# Econometrics by Example

## Chapter 17

Panel data regression models are based on panel data, which are observations on the same cross-sectional, or individual, units over several time periods.

Panel data have several advantages over purely cross-sectional or purely time series data. These include: (a) increase in the sample size, (b) study of dynamic changes in cross-sectional units over time, and (c) study of more complicated behavioral models, including study of time-invariant variables.

However, panel models pose several estimation and inference problems, such as heteroscedasticity, autocorrelation, and cross-correlation in cross-sectional units at the same point in time.

The two prominently used methods to deal with one or more of these problems are the fixed effects model (FEM) and the random effects model (REM), also know as the error components model (ECM).

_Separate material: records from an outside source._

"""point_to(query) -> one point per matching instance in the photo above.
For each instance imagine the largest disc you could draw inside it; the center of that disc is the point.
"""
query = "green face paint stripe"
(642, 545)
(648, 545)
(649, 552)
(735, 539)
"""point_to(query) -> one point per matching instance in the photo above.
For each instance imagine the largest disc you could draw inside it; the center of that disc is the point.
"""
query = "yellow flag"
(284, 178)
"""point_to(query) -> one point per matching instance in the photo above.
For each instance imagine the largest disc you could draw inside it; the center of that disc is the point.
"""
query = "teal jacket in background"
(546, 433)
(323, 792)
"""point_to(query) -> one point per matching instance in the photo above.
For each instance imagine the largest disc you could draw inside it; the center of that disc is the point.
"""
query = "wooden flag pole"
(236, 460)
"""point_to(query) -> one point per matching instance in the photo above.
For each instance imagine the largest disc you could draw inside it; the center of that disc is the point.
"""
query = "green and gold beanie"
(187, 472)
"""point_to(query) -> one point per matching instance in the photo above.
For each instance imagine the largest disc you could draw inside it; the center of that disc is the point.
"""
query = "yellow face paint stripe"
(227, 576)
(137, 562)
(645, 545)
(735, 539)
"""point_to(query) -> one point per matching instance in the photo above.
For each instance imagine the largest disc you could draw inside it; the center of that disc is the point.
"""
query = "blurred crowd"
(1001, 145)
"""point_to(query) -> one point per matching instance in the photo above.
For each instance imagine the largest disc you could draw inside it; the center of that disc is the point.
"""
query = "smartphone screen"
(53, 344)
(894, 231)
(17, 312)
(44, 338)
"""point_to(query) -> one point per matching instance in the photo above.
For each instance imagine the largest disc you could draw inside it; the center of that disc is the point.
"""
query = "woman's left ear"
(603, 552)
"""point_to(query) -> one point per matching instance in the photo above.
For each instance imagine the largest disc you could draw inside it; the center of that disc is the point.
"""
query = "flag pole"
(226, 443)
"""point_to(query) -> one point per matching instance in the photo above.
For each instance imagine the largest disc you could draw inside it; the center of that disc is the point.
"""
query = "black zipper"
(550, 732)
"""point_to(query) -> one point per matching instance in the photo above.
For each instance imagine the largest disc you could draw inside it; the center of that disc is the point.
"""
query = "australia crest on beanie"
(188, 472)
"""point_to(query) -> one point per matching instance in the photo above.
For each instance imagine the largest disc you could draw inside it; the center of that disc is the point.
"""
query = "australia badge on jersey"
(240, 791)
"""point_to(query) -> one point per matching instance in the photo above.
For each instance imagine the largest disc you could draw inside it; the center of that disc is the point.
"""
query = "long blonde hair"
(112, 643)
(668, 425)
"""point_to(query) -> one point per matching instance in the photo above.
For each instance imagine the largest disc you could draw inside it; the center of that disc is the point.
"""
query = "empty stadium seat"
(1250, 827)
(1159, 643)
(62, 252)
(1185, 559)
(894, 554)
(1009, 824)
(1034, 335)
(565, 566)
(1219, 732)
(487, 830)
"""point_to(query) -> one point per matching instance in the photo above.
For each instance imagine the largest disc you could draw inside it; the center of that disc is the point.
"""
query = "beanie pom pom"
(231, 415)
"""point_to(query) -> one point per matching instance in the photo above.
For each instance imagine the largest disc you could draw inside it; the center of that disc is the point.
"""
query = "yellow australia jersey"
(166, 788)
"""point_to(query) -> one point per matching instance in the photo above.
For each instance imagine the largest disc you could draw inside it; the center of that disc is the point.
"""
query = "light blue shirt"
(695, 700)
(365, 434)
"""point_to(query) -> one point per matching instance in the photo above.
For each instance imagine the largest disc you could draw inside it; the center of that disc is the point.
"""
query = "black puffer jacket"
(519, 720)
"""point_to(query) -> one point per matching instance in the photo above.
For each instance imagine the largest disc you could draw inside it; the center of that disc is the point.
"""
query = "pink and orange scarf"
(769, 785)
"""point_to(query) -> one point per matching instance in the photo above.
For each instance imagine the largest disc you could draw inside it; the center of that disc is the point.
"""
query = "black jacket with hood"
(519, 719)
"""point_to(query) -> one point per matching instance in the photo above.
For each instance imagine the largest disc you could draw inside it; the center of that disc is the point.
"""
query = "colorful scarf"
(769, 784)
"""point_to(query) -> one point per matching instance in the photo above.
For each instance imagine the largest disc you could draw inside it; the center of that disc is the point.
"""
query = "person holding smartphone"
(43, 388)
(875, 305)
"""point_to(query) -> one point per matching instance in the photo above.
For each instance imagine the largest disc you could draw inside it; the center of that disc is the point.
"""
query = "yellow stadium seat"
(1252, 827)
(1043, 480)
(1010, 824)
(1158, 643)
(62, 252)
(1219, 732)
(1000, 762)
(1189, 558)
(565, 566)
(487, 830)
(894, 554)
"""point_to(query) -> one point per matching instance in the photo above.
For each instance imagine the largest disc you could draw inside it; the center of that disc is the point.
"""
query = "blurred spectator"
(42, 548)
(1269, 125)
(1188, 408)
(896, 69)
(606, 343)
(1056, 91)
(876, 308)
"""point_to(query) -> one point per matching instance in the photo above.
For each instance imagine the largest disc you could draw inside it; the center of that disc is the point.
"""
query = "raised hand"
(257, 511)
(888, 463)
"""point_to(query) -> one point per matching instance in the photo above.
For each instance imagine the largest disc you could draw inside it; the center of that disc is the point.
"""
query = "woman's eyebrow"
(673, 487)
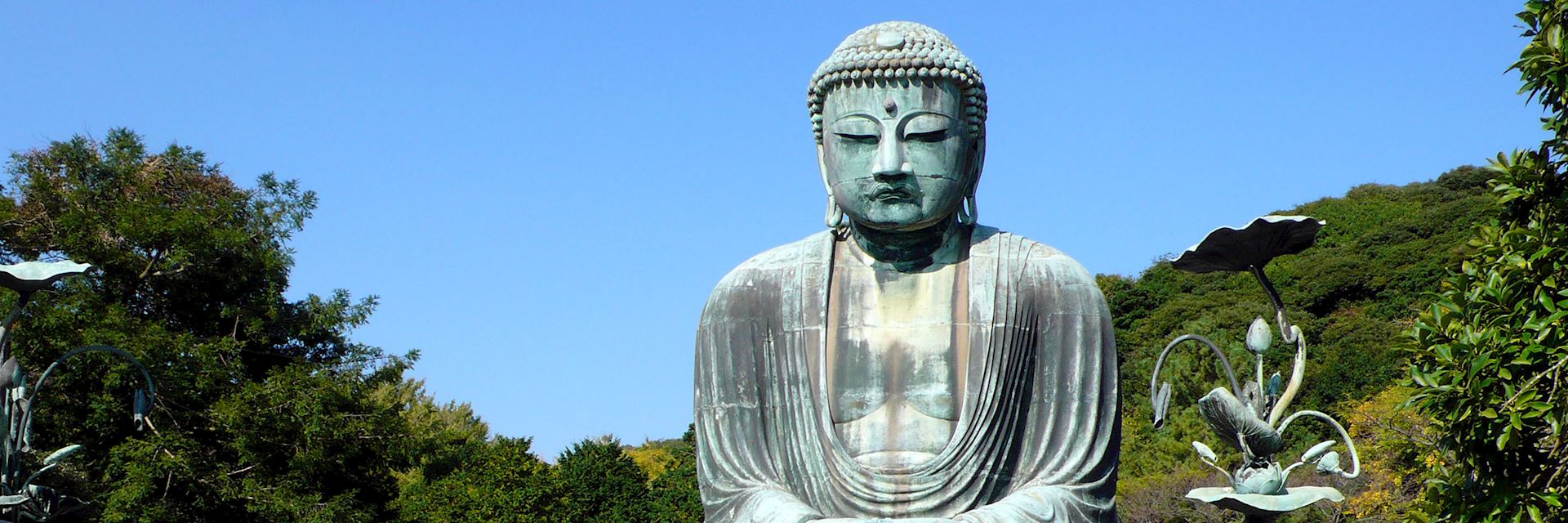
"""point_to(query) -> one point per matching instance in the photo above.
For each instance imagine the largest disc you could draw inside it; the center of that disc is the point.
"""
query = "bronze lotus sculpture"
(1252, 418)
(20, 497)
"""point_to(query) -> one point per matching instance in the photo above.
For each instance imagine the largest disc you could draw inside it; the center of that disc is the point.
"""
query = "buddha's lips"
(893, 194)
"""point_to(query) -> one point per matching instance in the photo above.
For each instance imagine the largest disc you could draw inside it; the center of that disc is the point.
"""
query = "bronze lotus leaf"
(32, 277)
(1232, 420)
(1264, 504)
(1254, 245)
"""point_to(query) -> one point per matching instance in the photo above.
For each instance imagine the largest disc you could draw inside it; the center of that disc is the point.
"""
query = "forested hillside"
(1375, 266)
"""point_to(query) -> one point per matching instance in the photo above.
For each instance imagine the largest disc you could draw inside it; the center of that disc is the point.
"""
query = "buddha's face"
(898, 156)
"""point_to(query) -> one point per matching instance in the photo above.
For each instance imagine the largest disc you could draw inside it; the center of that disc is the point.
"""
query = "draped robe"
(1037, 436)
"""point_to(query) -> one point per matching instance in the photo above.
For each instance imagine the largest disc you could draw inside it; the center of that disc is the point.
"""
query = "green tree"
(601, 484)
(1490, 354)
(673, 495)
(267, 409)
(501, 481)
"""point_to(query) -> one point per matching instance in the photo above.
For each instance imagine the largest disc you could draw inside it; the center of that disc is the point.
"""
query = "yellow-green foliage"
(1397, 456)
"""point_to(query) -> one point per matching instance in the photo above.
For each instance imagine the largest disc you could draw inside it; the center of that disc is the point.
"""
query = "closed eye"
(857, 139)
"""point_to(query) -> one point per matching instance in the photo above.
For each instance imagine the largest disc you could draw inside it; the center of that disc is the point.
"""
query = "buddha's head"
(899, 117)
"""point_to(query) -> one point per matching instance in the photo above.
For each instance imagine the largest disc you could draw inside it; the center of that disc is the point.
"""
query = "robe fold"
(1037, 436)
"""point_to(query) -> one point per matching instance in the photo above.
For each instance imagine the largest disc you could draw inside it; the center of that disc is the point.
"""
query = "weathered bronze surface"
(908, 363)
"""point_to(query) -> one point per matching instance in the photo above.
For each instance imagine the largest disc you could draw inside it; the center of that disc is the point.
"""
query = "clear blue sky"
(545, 195)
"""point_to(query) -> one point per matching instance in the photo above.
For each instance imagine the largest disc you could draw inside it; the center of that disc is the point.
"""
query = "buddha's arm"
(1071, 443)
(736, 472)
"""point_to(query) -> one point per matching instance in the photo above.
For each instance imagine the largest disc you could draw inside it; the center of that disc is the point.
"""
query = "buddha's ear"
(976, 165)
(822, 167)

In FEM, the intercept in the regression model is allowed to differ among individuals to reflect the unique feature of individual units. This is done by using dummy variables, provided we take care of the dummy variable trap. The FEM using dummy variables is known as the least squares dummy variable model (LSDV). FEM is appropriate in situations where the individual-specific intercept may be correlated with one or more regressors. A disadvantage of the LSDV is that it consumes a lot of degrees of freedom when N (the number of cross-sectional units) is very large.

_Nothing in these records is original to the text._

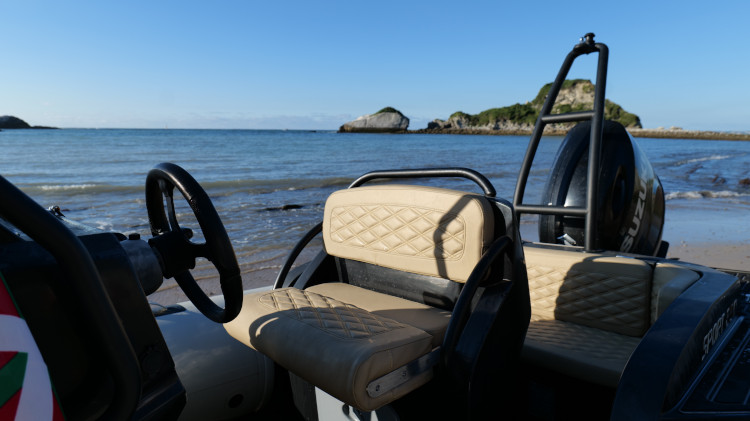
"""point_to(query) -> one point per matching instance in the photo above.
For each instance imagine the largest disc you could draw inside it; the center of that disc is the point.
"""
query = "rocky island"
(387, 120)
(11, 122)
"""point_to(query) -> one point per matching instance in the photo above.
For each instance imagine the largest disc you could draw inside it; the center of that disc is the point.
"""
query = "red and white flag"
(25, 387)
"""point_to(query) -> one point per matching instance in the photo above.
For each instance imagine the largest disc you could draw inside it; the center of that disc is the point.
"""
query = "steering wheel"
(177, 253)
(93, 301)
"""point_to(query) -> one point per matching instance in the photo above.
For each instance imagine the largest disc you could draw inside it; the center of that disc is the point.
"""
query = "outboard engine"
(630, 201)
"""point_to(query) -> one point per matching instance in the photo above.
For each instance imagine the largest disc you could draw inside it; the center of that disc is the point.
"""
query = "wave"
(703, 194)
(269, 186)
(703, 159)
(78, 188)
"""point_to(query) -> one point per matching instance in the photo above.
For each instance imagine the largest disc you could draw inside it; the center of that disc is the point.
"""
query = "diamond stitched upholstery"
(578, 351)
(613, 302)
(610, 293)
(588, 312)
(338, 347)
(404, 230)
(333, 316)
(417, 229)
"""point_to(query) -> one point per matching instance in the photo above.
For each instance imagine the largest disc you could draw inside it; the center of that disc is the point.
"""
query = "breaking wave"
(702, 194)
(703, 159)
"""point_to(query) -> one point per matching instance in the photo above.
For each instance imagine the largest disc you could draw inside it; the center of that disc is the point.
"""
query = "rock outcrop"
(10, 122)
(387, 120)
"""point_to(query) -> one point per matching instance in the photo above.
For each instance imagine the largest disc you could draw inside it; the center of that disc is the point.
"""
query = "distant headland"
(11, 122)
(519, 119)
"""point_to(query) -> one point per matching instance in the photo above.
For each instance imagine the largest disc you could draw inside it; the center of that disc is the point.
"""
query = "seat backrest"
(420, 230)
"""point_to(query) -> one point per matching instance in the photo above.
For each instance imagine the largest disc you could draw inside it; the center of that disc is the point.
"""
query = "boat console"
(425, 302)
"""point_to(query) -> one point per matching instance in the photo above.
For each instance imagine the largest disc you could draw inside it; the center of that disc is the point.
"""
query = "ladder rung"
(551, 210)
(568, 117)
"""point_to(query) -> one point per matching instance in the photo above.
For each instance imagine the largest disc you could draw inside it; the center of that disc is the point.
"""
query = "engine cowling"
(630, 200)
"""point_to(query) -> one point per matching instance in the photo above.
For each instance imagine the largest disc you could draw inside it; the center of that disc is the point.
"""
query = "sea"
(269, 186)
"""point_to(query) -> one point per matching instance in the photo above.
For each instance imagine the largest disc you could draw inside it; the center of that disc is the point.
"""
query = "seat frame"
(491, 310)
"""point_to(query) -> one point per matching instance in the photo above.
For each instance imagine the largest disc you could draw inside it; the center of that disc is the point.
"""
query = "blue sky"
(317, 64)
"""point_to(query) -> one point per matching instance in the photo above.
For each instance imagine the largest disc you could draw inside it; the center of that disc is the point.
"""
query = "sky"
(318, 64)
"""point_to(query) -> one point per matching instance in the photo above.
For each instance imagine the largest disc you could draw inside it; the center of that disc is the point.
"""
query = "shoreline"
(645, 133)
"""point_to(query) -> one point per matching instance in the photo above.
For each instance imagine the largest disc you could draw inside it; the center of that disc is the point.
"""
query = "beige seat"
(590, 310)
(365, 347)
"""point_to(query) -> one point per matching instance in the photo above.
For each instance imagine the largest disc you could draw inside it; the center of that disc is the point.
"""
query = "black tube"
(462, 309)
(568, 117)
(551, 210)
(597, 131)
(317, 229)
(476, 177)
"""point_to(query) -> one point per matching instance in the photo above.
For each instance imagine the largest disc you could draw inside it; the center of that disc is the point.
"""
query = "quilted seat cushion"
(578, 351)
(611, 293)
(336, 346)
(429, 319)
(417, 229)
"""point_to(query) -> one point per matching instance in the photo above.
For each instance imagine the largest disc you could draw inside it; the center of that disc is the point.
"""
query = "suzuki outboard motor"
(630, 199)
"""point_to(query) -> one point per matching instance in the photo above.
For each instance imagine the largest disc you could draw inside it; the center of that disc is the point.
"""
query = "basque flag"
(25, 387)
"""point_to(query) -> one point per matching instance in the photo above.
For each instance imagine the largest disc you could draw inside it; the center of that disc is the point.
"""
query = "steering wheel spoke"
(178, 253)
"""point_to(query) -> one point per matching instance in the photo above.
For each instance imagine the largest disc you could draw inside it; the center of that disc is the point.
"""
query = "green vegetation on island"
(575, 95)
(389, 110)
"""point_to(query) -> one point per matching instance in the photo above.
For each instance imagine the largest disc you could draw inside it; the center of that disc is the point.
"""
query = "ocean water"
(97, 177)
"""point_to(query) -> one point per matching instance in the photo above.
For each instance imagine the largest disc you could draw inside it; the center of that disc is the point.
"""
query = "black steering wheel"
(178, 253)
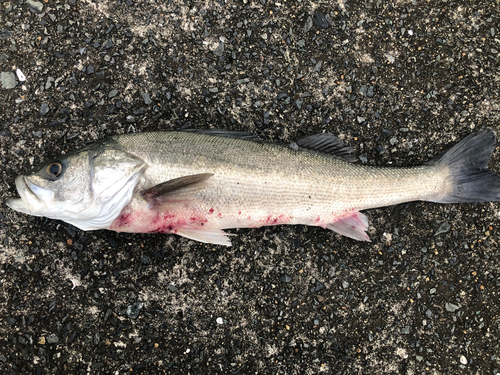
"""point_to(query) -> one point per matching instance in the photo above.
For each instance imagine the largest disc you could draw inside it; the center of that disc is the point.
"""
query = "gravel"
(399, 82)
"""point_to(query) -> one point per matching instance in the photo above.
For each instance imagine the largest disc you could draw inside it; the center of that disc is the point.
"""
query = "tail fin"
(468, 163)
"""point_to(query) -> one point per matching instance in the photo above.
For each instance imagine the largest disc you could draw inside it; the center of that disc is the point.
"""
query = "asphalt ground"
(399, 81)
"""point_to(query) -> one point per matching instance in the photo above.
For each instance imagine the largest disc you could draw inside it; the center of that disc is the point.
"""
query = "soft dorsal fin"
(329, 144)
(175, 190)
(226, 133)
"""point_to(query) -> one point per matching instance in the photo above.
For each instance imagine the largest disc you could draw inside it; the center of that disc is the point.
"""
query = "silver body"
(252, 184)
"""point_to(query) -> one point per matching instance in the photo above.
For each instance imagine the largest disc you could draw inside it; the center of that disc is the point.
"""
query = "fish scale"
(196, 184)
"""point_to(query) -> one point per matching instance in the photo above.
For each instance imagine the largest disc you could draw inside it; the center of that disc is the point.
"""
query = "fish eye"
(54, 170)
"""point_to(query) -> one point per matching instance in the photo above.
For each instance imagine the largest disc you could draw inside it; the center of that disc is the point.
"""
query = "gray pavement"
(399, 81)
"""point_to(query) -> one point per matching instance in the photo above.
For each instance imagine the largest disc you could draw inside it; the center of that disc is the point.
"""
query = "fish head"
(87, 188)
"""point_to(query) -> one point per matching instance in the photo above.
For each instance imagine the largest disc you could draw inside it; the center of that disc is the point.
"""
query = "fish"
(196, 184)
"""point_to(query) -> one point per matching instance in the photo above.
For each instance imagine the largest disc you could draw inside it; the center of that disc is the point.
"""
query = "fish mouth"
(33, 197)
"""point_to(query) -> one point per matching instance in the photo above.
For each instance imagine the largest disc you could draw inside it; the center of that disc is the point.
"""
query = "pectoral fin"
(176, 190)
(353, 226)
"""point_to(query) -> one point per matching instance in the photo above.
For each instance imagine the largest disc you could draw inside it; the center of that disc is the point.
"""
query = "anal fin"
(213, 236)
(352, 226)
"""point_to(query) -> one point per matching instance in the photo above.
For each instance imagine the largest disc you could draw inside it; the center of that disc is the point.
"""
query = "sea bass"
(195, 184)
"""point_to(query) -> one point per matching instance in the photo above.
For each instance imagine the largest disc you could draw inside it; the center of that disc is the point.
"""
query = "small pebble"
(8, 80)
(44, 109)
(20, 76)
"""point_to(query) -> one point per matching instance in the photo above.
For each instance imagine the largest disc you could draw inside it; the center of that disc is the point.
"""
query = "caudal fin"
(472, 181)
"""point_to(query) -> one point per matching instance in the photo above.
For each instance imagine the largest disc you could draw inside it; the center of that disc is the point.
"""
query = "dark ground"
(400, 81)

An alternative to LSDV is to use the within-group (WG) estimator. Here we subtract the (group) mean values of the regressand and regressor from their individual values and run the regression on the mean-corrected variables. Although it is economical in terms of the degrees of freedom, the mean-corrected variables wipe out time-invariant variables (such as gender and race) from the model.

An alternative to FEM is REM. In REM we assume that the intercept value of an individual unit is a random drawing from a much larger population with a constant mean. The individual intercept is then expressed as a deviation from the constant mean value. REM is more economical than FEM in terms of the number of parameters estimated. REM is appropriate in situations where the (random) intercept of each cross-sectional unit is uncorrelated with the regressors. Another advantage of REM is that we can introduce time-invariant regressors. This is not possible in FEM because all such variables are collinear with the subject-specific intercept.

The Hausman test can be used to decide between FEM and ECM.

Some specific problems with panel data model need to be kept in mind. The most serious problem is the problem of attrition, whereby for one reason or another, members of the panel drop out over time so that in the subsequent surveys (i.e. cross-sections) fewer original subjects remain in the panel. Also, over time subjects may refuse or be unwilling to answer some questions.